Begin with a blank canvas, 3-4 pages of old books, mod podge, brushes, and writing pens. Instead of pages from books you can use magazine pages, comic strips from the newspaper, newspaper articles, black and white or sepia tone photographs, poetry pages, or any other sort of reading material. I had purchased these two books at the flea market (rest assured they are not originals).

Using any kind of wide bristled or foam brush spread mod podge generously on the canvas.

Place the selected pages of media on the mod podge. I chose complete pages but you can tear strips or random shapes or use scissors for clean edges. In my excitement I put down all the pages at the same time. I would suggest you lay the pages down one at a time slowly smoothing out the bumps and wrinkles. I tried to peel the pages and smooth out the bumps, mod podge is a miracle product so I wasn’t too worried at this point.

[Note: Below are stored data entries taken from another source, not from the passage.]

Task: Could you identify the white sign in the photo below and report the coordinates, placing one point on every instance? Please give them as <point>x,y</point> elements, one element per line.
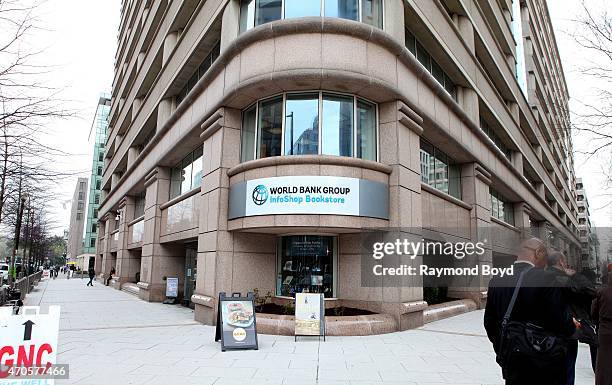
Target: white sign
<point>303,195</point>
<point>28,340</point>
<point>172,287</point>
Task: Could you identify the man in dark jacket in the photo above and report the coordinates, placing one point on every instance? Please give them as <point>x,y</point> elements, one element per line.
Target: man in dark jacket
<point>578,294</point>
<point>539,302</point>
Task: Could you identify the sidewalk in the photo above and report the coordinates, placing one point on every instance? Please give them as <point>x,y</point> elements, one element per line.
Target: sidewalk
<point>111,337</point>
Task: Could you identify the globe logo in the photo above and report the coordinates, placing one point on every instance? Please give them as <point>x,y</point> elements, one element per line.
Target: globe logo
<point>260,195</point>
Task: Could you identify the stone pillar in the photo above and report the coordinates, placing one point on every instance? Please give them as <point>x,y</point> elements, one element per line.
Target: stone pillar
<point>169,44</point>
<point>215,243</point>
<point>475,182</point>
<point>124,272</point>
<point>153,263</point>
<point>400,130</point>
<point>394,20</point>
<point>230,24</point>
<point>164,110</point>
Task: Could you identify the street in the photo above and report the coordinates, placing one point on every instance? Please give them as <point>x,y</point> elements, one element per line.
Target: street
<point>111,337</point>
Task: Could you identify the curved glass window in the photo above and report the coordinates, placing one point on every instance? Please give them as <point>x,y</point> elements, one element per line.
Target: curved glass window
<point>257,12</point>
<point>309,123</point>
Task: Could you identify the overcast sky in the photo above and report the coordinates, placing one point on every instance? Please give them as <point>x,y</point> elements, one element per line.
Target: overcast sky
<point>81,41</point>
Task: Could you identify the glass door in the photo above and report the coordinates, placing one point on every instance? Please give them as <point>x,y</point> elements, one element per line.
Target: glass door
<point>191,270</point>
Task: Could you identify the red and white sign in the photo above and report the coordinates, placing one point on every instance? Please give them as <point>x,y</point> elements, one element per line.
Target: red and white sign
<point>28,340</point>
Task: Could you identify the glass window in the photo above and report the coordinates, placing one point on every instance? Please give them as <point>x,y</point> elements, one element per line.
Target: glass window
<point>186,168</point>
<point>247,146</point>
<point>344,9</point>
<point>306,264</point>
<point>337,125</point>
<point>371,12</point>
<point>270,128</point>
<point>439,171</point>
<point>196,171</point>
<point>302,124</point>
<point>366,130</point>
<point>301,8</point>
<point>267,11</point>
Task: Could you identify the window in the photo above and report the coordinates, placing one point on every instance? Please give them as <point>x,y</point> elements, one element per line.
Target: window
<point>439,171</point>
<point>258,12</point>
<point>306,264</point>
<point>430,64</point>
<point>488,130</point>
<point>313,123</point>
<point>186,175</point>
<point>501,208</point>
<point>139,205</point>
<point>193,80</point>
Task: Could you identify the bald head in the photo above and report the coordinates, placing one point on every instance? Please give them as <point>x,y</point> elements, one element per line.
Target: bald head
<point>533,250</point>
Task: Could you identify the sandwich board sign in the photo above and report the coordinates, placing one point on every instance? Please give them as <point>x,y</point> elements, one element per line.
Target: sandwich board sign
<point>28,347</point>
<point>309,315</point>
<point>236,326</point>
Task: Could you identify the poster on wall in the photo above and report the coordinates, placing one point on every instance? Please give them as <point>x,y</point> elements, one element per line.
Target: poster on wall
<point>309,315</point>
<point>236,326</point>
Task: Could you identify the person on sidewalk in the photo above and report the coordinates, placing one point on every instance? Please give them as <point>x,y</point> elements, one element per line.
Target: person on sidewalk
<point>538,301</point>
<point>110,276</point>
<point>92,275</point>
<point>578,294</point>
<point>602,315</point>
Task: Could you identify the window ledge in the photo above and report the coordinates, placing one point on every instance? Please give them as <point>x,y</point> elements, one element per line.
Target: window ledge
<point>445,196</point>
<point>309,159</point>
<point>502,223</point>
<point>181,197</point>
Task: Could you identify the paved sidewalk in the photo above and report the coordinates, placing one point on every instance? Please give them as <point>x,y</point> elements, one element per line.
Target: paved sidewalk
<point>111,337</point>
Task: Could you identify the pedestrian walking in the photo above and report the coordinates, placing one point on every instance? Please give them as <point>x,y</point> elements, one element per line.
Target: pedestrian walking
<point>578,293</point>
<point>110,276</point>
<point>529,303</point>
<point>92,275</point>
<point>602,315</point>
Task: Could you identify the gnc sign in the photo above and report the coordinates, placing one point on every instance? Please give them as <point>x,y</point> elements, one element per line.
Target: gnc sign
<point>28,340</point>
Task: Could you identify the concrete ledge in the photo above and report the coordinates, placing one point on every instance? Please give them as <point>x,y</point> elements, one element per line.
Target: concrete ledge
<point>364,325</point>
<point>448,309</point>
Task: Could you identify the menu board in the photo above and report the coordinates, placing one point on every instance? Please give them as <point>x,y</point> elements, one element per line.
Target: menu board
<point>236,326</point>
<point>309,314</point>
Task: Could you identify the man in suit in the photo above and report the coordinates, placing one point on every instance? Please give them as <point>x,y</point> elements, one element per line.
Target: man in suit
<point>539,302</point>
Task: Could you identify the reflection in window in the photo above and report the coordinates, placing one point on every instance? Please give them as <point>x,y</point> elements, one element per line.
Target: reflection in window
<point>306,264</point>
<point>258,12</point>
<point>187,174</point>
<point>348,126</point>
<point>337,130</point>
<point>302,124</point>
<point>366,130</point>
<point>501,208</point>
<point>344,9</point>
<point>270,125</point>
<point>439,171</point>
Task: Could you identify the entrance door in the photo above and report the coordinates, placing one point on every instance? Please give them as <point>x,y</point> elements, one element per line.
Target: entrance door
<point>191,269</point>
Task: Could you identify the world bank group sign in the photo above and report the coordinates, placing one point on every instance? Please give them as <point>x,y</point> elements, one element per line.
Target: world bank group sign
<point>309,195</point>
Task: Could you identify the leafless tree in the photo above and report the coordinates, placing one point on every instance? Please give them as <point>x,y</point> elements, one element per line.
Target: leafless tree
<point>27,105</point>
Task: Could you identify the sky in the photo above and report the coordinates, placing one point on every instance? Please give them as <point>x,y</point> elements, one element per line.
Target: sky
<point>80,43</point>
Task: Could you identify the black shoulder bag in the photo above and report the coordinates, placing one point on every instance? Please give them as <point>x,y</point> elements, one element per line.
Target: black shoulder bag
<point>526,347</point>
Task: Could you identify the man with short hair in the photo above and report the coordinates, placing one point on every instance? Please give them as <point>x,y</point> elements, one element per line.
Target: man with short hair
<point>539,302</point>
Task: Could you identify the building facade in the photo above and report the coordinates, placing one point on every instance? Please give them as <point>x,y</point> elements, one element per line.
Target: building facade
<point>77,220</point>
<point>437,118</point>
<point>97,135</point>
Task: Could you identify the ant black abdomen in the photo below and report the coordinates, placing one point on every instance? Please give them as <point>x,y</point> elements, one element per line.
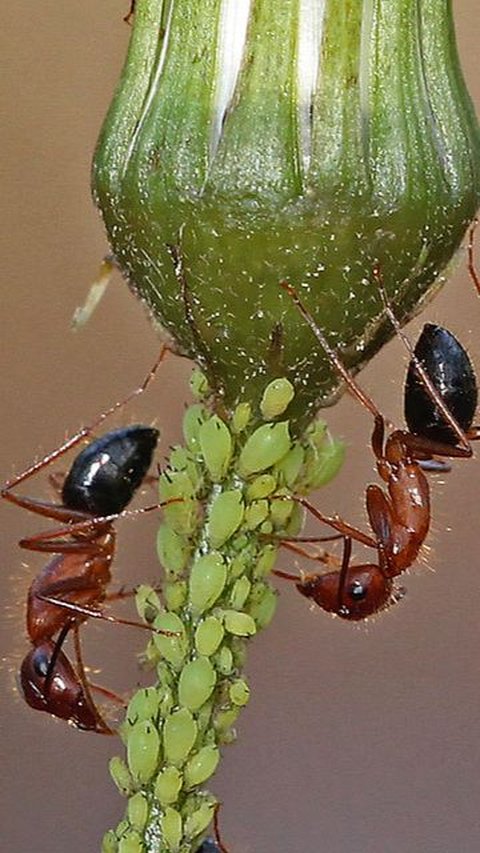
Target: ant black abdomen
<point>450,370</point>
<point>107,473</point>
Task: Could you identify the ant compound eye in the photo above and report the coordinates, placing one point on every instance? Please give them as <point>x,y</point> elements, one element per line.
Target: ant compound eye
<point>357,591</point>
<point>41,662</point>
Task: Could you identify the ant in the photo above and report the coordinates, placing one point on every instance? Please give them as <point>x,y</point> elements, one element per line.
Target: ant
<point>67,591</point>
<point>400,516</point>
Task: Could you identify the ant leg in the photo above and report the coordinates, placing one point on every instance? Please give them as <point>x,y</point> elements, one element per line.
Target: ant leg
<point>342,581</point>
<point>338,524</point>
<point>419,368</point>
<point>470,255</point>
<point>325,558</point>
<point>354,389</point>
<point>128,17</point>
<point>109,694</point>
<point>84,431</point>
<point>45,541</point>
<point>56,651</point>
<point>83,610</point>
<point>104,728</point>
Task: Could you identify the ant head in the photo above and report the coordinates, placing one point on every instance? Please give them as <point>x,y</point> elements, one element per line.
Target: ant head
<point>451,372</point>
<point>362,591</point>
<point>60,692</point>
<point>106,474</point>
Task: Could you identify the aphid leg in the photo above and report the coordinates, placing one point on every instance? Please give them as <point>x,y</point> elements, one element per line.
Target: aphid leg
<point>216,829</point>
<point>82,433</point>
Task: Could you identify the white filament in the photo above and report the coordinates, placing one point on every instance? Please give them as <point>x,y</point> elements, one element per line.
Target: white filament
<point>234,17</point>
<point>312,16</point>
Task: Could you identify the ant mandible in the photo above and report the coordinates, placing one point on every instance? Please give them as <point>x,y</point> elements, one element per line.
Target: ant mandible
<point>400,517</point>
<point>69,589</point>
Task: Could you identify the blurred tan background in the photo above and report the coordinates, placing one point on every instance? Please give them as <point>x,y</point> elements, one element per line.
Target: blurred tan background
<point>357,739</point>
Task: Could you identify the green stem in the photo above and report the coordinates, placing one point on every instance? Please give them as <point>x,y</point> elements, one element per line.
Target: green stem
<point>235,481</point>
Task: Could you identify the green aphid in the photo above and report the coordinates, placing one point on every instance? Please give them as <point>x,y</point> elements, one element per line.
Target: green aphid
<point>207,581</point>
<point>239,564</point>
<point>167,702</point>
<point>288,469</point>
<point>241,417</point>
<point>238,648</point>
<point>225,720</point>
<point>199,384</point>
<point>224,661</point>
<point>147,603</point>
<point>121,776</point>
<point>208,636</point>
<point>204,718</point>
<point>201,766</point>
<point>240,592</point>
<point>281,511</point>
<point>261,487</point>
<point>324,457</point>
<point>175,648</point>
<point>264,448</point>
<point>143,705</point>
<point>225,517</point>
<point>239,624</point>
<point>109,842</point>
<point>179,735</point>
<point>173,550</point>
<point>175,595</point>
<point>196,684</point>
<point>239,692</point>
<point>256,513</point>
<point>265,561</point>
<point>172,829</point>
<point>296,521</point>
<point>168,785</point>
<point>276,398</point>
<point>193,418</point>
<point>262,604</point>
<point>131,842</point>
<point>179,458</point>
<point>200,820</point>
<point>137,811</point>
<point>143,751</point>
<point>216,445</point>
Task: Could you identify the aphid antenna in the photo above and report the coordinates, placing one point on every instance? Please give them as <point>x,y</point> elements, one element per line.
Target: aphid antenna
<point>418,367</point>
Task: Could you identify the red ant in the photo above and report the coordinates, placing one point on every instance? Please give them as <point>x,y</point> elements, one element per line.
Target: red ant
<point>101,482</point>
<point>400,517</point>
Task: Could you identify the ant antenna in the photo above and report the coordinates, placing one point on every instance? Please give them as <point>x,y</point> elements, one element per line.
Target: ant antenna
<point>470,247</point>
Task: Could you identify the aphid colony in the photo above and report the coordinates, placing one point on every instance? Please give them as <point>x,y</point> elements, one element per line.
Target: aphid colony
<point>237,475</point>
<point>440,403</point>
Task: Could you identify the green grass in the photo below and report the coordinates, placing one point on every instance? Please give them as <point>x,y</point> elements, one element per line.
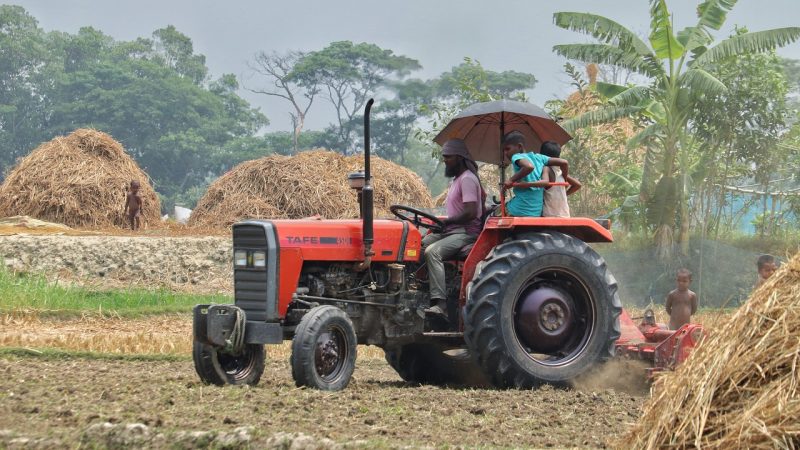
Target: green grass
<point>34,292</point>
<point>59,354</point>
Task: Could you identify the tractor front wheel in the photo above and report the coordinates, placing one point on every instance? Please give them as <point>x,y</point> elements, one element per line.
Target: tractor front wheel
<point>217,367</point>
<point>324,349</point>
<point>541,309</point>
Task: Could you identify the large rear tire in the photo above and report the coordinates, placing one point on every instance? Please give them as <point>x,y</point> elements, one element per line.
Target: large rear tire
<point>219,368</point>
<point>324,349</point>
<point>541,309</point>
<point>429,364</point>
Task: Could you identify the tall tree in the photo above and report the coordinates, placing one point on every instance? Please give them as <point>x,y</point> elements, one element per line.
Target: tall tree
<point>22,54</point>
<point>348,75</point>
<point>676,64</point>
<point>277,68</point>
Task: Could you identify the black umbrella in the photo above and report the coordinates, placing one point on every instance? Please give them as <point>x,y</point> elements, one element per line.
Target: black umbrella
<point>483,125</point>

Make sure the pages go over the edges and sides of the canvas, it just gives it a complete finish.

Once the first layer is fairly dry, brush on more mod podge on top of the pages. Let dry completely. I know the bumps and wrinkling looks messed up but trust me...dont worry. Though I must say I was just very slightly worried that I might have ruined it. I applied pressure while brushing on the mod podge hoping to smooth them out. 

I was happy to note that the more my canvas dried out, the bumps and wrinkles seemed to disappear. Phew!
Now my canvas is ready for the next layer of my mixed media art. Using a pen (pencil doesn’t work on mod podge) I drew the outline of the girl reading. I looked up some images on the internet for ideas. 

Using black acrylic craft paint and a very fine brush I filled in the silhouette of the girl reading. Since mod podge is also a sealant, it is surprising that anything sticks to it. But as I said mod podge is a miracle product.  

I directly freehand painted the tree, its branches and leaves, and filled in its silhouette. I wanted the two title pages to be as visible as possible and so I tried to work my paintings around the words as much as I could. As a final detail I painted small free falling leaves.

Once the black paint is completely dry brush on mod podge all over including the sides and edges. Once this layer is dry brush on another final layer of modpodge. I used a satin finish mod podge for this project.

Here it is on the wall next to the birch trees cutout canvas. My 5-piece wall art is coming together. Yay!